A Long View of Non US Stocks

For what feels like the first time in forever, foreign stocks are outpacing US stocks so far this year.  The table above includes the MSCI All Country World exUS index, which combines all developed and emerging markets.  As of Friday, the MSCI ACWI is outperforming the S&P 500 by 1.79 percent.

That contrasts with the results over the last five years ending in March, when the S&P 500 earned 13.3 percent while the MSCI EAFE index of developed markets only made 6.28 percent.  That’s not great, except when you look at the MSCI EAFE Emerging Markets index only gained 1.14 percent.

Given the relative underperformance of nonUS stocks over the past five years, a lot of clients have asked us whether they still make sense, so we’ve been delving into the data.

Recently, we subscribed to some new data sets from Global Financial Data (GFD) that specialize in historic market data.  They have economic data going back to 1168, so the equity indexes that date back to 1693 seem downright new.

We were most interested in the developed and emerging market indexes that go back to 1926, when the good US data starts.  The nonUS data isn’t as high quality, but it’s reasonable and better than nothing.

Let’s start with a growth of a dollar, invested in the S&P 500, the GFD developed and GFD emerging market indexes (which both convert to MSCI in 1970).  What we see is interesting, in my opinion.

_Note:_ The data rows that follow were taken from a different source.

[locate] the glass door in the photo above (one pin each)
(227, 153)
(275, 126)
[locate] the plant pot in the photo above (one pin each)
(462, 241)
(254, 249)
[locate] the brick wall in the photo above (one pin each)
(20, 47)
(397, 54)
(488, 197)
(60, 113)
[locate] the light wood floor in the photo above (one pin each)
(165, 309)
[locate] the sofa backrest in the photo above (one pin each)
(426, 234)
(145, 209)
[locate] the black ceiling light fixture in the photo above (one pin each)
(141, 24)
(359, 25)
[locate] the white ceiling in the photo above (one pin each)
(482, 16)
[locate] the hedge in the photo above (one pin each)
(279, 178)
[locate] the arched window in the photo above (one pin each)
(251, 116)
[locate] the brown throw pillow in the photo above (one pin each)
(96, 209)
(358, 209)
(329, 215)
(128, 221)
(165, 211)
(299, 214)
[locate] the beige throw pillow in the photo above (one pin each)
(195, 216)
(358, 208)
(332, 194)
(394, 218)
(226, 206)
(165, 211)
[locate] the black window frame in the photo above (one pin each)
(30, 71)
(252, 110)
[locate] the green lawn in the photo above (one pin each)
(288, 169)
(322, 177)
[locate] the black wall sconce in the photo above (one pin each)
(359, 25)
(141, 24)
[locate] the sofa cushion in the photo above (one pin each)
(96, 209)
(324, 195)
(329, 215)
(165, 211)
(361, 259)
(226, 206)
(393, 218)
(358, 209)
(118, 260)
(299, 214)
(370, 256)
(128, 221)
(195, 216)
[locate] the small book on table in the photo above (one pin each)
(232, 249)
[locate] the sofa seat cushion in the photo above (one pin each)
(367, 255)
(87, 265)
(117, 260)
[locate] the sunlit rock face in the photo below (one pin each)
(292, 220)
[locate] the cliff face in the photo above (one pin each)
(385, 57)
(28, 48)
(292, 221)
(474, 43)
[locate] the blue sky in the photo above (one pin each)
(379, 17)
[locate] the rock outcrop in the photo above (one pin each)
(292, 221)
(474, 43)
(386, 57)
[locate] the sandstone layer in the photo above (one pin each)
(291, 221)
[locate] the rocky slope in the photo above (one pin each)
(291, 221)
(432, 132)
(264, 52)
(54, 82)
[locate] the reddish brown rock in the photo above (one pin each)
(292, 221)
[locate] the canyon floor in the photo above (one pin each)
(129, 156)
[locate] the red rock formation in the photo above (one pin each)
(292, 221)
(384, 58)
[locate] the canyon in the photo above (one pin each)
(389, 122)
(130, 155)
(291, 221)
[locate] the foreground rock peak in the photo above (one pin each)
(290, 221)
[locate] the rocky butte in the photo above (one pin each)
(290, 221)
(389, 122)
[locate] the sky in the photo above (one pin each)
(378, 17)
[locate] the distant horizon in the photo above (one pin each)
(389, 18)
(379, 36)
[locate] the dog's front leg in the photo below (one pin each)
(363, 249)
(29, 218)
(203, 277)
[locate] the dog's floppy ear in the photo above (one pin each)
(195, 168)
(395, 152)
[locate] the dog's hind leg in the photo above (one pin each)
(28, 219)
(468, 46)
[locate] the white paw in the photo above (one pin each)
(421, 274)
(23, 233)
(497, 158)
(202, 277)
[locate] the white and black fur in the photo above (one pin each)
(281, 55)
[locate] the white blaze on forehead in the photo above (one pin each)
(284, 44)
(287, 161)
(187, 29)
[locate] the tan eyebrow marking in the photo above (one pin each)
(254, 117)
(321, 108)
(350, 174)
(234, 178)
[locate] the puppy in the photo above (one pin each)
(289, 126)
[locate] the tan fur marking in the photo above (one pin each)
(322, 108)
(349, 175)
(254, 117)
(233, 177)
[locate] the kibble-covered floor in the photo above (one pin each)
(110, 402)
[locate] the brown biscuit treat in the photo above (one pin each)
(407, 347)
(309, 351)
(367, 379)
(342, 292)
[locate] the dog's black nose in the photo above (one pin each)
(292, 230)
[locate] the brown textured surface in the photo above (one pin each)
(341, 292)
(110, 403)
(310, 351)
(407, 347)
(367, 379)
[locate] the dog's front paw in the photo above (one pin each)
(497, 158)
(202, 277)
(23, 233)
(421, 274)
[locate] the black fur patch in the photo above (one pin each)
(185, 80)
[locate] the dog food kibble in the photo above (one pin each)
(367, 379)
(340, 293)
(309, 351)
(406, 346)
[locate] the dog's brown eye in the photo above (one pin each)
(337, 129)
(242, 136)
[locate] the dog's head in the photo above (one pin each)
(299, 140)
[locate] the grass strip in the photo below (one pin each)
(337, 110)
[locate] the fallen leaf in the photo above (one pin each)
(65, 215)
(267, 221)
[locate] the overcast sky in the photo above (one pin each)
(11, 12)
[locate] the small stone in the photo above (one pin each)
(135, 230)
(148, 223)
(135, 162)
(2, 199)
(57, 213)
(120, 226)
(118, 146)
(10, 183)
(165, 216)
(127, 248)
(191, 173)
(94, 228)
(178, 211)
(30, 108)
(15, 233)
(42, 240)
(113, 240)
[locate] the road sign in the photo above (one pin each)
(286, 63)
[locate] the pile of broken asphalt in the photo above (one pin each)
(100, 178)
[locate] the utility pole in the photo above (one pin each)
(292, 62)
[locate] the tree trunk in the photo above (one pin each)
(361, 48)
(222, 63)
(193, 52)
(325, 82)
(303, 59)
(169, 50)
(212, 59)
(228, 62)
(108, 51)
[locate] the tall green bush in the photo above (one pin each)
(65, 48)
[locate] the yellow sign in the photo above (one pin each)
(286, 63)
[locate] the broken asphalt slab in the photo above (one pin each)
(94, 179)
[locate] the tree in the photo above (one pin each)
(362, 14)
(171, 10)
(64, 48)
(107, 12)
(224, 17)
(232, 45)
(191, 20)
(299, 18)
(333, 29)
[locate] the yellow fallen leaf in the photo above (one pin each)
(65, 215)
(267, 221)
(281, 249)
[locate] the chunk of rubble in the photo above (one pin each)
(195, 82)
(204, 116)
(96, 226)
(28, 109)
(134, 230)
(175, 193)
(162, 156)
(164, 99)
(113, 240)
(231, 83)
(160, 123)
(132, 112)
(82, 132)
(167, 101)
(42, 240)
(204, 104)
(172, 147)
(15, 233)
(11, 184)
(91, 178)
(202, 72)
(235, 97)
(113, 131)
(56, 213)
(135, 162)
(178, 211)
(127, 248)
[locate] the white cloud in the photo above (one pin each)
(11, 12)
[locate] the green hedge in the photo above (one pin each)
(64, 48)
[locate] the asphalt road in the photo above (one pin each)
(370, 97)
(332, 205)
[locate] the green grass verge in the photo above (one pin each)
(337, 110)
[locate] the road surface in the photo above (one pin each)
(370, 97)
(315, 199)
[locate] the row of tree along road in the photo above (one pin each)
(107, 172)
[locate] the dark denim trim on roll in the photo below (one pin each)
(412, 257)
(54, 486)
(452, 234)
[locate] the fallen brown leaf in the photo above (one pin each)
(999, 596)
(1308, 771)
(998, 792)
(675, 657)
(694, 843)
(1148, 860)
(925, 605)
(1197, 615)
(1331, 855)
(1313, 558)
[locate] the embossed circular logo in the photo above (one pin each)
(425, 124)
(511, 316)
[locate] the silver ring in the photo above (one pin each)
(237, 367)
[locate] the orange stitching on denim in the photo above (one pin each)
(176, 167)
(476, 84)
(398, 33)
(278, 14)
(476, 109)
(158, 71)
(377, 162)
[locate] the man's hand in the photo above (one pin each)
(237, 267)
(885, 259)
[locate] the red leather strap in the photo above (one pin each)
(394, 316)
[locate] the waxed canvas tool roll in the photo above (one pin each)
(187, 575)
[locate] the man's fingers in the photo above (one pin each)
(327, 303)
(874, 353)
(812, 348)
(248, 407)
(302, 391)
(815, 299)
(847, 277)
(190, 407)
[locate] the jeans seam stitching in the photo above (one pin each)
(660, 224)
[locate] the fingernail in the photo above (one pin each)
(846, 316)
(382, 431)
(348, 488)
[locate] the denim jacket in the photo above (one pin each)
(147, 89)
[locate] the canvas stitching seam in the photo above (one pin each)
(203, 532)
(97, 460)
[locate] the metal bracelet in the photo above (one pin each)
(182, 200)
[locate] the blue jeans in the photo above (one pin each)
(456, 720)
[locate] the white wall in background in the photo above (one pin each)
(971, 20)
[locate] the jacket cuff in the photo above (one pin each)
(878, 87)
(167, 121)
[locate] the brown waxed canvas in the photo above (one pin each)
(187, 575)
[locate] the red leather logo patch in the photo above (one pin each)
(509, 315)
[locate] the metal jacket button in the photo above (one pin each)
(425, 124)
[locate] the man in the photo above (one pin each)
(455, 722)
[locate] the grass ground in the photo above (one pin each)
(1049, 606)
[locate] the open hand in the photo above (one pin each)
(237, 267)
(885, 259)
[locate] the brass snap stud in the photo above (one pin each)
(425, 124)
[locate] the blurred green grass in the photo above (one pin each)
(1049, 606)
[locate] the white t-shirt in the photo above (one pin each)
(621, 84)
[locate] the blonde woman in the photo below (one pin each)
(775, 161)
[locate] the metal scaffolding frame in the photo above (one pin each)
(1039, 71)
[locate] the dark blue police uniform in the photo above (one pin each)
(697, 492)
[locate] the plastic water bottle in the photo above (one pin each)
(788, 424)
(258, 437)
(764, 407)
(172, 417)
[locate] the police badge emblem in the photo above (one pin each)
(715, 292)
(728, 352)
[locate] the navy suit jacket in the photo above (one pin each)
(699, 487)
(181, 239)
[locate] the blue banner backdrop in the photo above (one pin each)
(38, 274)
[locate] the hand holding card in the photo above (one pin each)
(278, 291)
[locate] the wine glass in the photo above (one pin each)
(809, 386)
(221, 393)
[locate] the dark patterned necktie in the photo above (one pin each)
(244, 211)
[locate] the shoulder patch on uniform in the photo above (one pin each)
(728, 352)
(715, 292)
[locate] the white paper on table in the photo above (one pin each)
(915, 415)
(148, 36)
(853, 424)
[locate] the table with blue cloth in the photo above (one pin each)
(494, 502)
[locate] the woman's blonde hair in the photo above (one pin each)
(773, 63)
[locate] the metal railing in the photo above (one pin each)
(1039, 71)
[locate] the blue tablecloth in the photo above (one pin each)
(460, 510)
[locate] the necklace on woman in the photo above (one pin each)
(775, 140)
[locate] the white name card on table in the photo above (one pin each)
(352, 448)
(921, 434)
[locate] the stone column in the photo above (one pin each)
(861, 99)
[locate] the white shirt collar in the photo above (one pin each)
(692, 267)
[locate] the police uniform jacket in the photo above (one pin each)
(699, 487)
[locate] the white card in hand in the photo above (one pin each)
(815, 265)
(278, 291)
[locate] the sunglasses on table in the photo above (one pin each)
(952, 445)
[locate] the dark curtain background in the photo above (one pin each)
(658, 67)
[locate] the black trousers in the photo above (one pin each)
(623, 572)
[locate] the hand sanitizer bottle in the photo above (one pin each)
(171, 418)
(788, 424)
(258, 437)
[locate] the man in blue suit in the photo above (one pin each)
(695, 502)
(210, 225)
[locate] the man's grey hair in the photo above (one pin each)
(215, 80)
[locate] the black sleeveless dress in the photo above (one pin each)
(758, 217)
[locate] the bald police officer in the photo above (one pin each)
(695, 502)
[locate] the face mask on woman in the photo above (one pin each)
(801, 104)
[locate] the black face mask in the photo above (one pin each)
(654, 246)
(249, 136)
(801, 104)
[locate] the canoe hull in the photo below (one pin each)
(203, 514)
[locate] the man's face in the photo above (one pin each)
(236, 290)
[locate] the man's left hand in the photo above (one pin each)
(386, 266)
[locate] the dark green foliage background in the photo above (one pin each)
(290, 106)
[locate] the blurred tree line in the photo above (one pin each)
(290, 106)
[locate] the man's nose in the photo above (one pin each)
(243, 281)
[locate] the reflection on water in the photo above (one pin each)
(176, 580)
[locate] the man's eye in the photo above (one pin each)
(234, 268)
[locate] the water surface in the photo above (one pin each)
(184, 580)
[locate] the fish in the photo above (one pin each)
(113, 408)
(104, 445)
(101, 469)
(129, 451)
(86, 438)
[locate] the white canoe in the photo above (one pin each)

The US is the clear winner, which isn’t a surprise given some of the other research that’s out there (my favorite, which I’ve written about here, comes from Dimson, Staunton and Marsh).

The three indexes had fairly similar performance prior to World War II and as you might expect, losing a World War hurts returns, which set back the developed markets by 50 percent at the time.  The multiple lost decades in Japan since 1989 haven’t helped the developed markets either.

Still, it is interesting to see that stocks, US, developed or emerging, all handily outpaced cash, bonds and inflation.  Looking at the entire data set, US stocks have earned about 10 percent, emerging markets stocks about nine percent and developed market stocks about eight percent.

Interestingly, and to my surprise, the developed and emerging stocks endured lower volatility than the US markets.  I automatically think that emerging market stocks are riskier (and still do despite this data), but if the data is to be believed, emerging market stocks have had annualized volatility of 19 percent, compared to 21 percent for the S&P 500 and 17 percent for the developed markets.

The only explanation that makes sense to me is that the US is one market, whereas the other two are each made up of many indexes.  I’ll have to look through the data more carefully and read through some of the research before I change my mind on anything.

Our equity allocation is a mix of 75 percent US (but well beyond just the S&P 500), 20 percent developed markets and five percent emerging markets.  This mix earned as much as the S&P 500 over the full period, but with lower volatility than S&P 500, which results in a better risk-adjusted result.

We haven’t enjoyed the benefits of this diversification over the past five years, unfortunately, but looking at this data, I can tell you that this period was outside of the norm, but not completely unique either.

My calculations show that the five year rolling relative performance of the S&P 500 versus the developed index falls in about the 70th percentile, meaning that 70 percent of the time, the outperformance of the S&P 500 wasn’t this substantial.

Of course, that means that 30 percent of the time the S&P 500 did even better than the developed markets.  In the five years that ended in March 1946, for example, the S&P 500 gained 21.67 percent per year, while the developed markets index lost -14.40 percent per year.  As noted above, losing a world war is bad for returns.

At the other end of the spectrum, the developed markets index outpaced the S&P 500 during the five years that ended in April 1988.  The S&P 500 did well, earning 14.15 percent per year, but not as well as the developed markets index, which gained 36.13 percent per year.  Of course, that was just before the bubble in Japan was burst, which probably explains most of the outperformance.

In any case, as I look through this data, I’m more committed than ever to global diversification.  We definitely tilt towards the US, but I can’t get behind abandoning all of the other markets around the world – especially since they make up about half of the world’s value at this point.

I’ll be sifting through this data more in the coming months and hope to have more for you.  In the meantime, I’ll cross my fingers that all equity markets do well.